Nachdem alles schön ausgehärtet war,  wurde die gesamte Oberkante des halbfertigen Süllrands schön bündig geschliffen. Inzwischen hatte ich auch die Abdeckleisten miteinander passend zur Kanuform verklebt, so daß ich lange, gebogene Leisten erhielt.  Diese legte ich jetzt auf die Kanten, fügte die Enden passend aneinander und klebte sie auf die vorbereitete Süllrandkante.  Als der Kleber hart war, rundete ich alle Kanten etwas ab und schliff alles von Hand über.

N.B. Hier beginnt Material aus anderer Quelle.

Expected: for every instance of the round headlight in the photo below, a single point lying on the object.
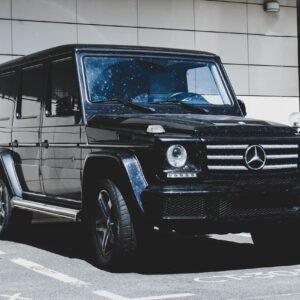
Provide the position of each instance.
(176, 156)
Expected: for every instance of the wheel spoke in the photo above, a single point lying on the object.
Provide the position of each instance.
(104, 223)
(105, 240)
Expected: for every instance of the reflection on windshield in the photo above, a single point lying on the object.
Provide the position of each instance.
(154, 81)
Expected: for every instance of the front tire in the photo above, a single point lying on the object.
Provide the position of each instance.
(12, 221)
(113, 235)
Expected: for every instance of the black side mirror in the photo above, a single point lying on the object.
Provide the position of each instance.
(242, 107)
(65, 106)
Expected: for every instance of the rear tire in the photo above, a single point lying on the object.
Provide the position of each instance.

Gundula montiert Süllrandteile

Gundula montiert Süllrandteile

Die Süllränder waren jetzt fertig, und bis jetzt war noch keine einzige Schraube im Kanu verarbeitet. An den Spitzen läuft der Süllrand schön herum, ich mag es nicht, wenn dort irgend eine Lücke entsteht, wie es bei vielen Kanus mit Holzsüllrand der Falls ist: an Lücken kann immer mal etwas festhaken, fließende Übergänge sind immer von Vorteil, weshalb meine Konstruktion auch keinen Kiel bekommen hat. Da der Süllrand vorne schon einige Knüffe bekommen hat, kann ich sagen: die Konstruktion hat sich bewährt, alles ist wie aus einem Guss.

geputzter Steven

geputzter Steven

Das mit dem weggelassenen Kiel sehe ich aus Erfahrung so: damit würde man gelegentlich an Hindernissen hängenbleiben, z.B. Pfählen oder Steinen, und auch das An - und Ablegen an Stränden wäre schwerer. Daran, ein Wehr zu überfahren darf man gar nicht denken, wenn man einen Kiel hat. Richtungsstabilität hängt nicht davon ab, ob man einen Kiel hat oder nicht, da müßte schon im Heck eine Finne angebracht sein. Außerdem will man ja auch mal fix um eine enge Kurve paddeln. Nein, geradeaus fährt das Kanu dann, wenn man es mit den richtigen Paddelschlägen geradeaus paddelt.

Deckleisten des Süllrands werden aufgeklebt

Deckleisten des Süllrands werden aufgeklebt: natürlich mit angedicktem Epoxidharz

Ich möchte mich an dieser Stelle nochmal erklären, weshalb ich fast keine Schrauben einsetzte: man stelle sich vor, was für eine Zugkraftübertragungsfläche eine kleine Schraube hat, sagen wir mal 3,5x30 mm. Wenn man dünnes Holz an dünnem Holz festschraubt, können keine großen Kräfte übertragen werden, das kann man sich gut vorstellen. Die Flächen, mit denen Kräfte übertragen werden könnten, sind einfach zu klein, die Spaltkräfte nicht zu vermeiden.

Süllrandspitze

Süllrandspitze: mit einer magischen Säge wird hier die Spitze des Süllrands zugeschnitten: diese spezielle Japansäge schneidet auch in sehr spitzem Winkel präzise

Wenn man jedoch hinreichend angedicktes Epoxidharz verarbeitet, erhält man große Übertragungsflächen. Das geklebte Holz neigt hier auch nicht zum Spalten. Auftretende Kräfte werden besser verteilt und "gerundet" abgefangen. Eine Spaltwirkung kann nicht auftreten. Ein Holzteil, welches mit Epoxidharz fachgerecht verklebt ist, ist wie aus einem Stück oder noch stabiler, weil es weniger zum Aufplatzen neigt.

Heck des Kanus

Heck des Kanus: schmaler Sitz, kann auch herausgenommen werden

Mit meiner Methode habe ich einen Süllrand erhalten, der aus wenig Material besteht (ca.27x27mm), fest und stabil ist und so glatt, daß nichts hängen bleibt, auch nicht die Hand des Paddlers. Es gibt Fabriksüllränder, die zwar teuer sind, aber außen viele Löcher aufweisen. Das sind die Stellen, an denen man gelegentlich mit der Hand anschrappt und die schwer zu pflegen sind. Ich bin hier mehr für das Glatte. Für die Pflege wird es einmal kurz übergeschliffen und dann wieder mit G8 überlackiert.Ich schiebe das Kanu oft über den Dachgepäcksträger-Holm in luftiger Höhe auf den Transporter, da brauche ich unbedingt einen ganz glatten Süllrand.